Hi all and should you be reading, hi Fairphone emplyees and business angels,

since the upgrade, apart from the whole business with the sensor:

  • phone is slower, in some cases much slower
  • screen blacks out erratically
  • i have no calling signal when dialling/calling people
  • i can’t change volume of certain signals
  • i couldn’t spot a single improvement in usability

This feels very normal, like completely similar to when I bought phones from Samsung or Apple! Congratulations are in order, I guess. As long as one can’t control the OS development, you have to kind of make do with whatever Google gives you, I guess. Sad, but it seems to be inevitable.

But also…

  • I am very disappointed to read messages that basically boil down to “our hardware provider messed up” instead of taking responsibility for your own actions and decisions
  • I absolutely don’t want any kind of sales messages, trying to sell me a new phone while I am still well within the all-important goal of stretching the usage out to six years. I am not being sarcastic, here. You sold me an idea, more than anything else. The idea that a phone can be fair to everyone from the people mining the resources to the end-users themselves who - guess what?! - can replace and repair individual components to ensure the longevity of the product.

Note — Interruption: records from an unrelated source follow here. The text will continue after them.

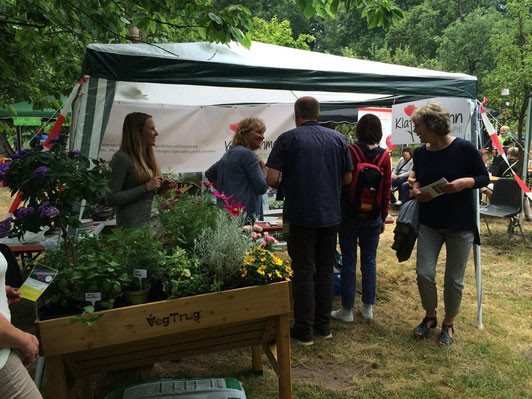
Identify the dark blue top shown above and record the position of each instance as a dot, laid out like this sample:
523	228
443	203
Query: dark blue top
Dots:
450	211
238	173
312	160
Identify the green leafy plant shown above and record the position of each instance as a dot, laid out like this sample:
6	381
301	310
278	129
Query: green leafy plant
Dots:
51	185
221	249
263	267
184	216
185	278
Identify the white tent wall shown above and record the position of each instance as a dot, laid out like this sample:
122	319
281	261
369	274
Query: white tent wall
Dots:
191	139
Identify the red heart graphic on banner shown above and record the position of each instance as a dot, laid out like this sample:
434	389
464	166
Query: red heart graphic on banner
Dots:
409	109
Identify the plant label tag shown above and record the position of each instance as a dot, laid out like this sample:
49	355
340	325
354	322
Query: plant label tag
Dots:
140	273
37	282
93	297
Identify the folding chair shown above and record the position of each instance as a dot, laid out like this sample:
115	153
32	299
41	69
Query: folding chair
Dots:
505	202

Now, after this upgrade experience, when I read an e-mail saying “we know you are eyeing the Fairphone 5!” I wonder: Are you ok? What is the matter with you?
I am not!
I am eyeing my Fairphone 3 and I am sad to say with ever growing suspicion.

Your product is an idea. Don’t dispose of it as easily as you want me to with my FP3, apparently, judging from your sales e-mails.

I also think, other than just proving to an industry that what you did can be done (which is awesome!), in order to make a real impact on the business as a whole, you should be willing to win substantial market shares. You know? Make a dent in those cake diagrams!
The way to do that is to not sell a phone, but an idea, get people to dedicate themselves to it, in other words: Gain their trust.

And the only things with a dent in it right now is the protective case of my FP3 and my trust. Both are still working.

But I am eyeing both, like I said.
Please get it together, because I actually love(d) recommending you to friends and acquaintences and would love to take this up again.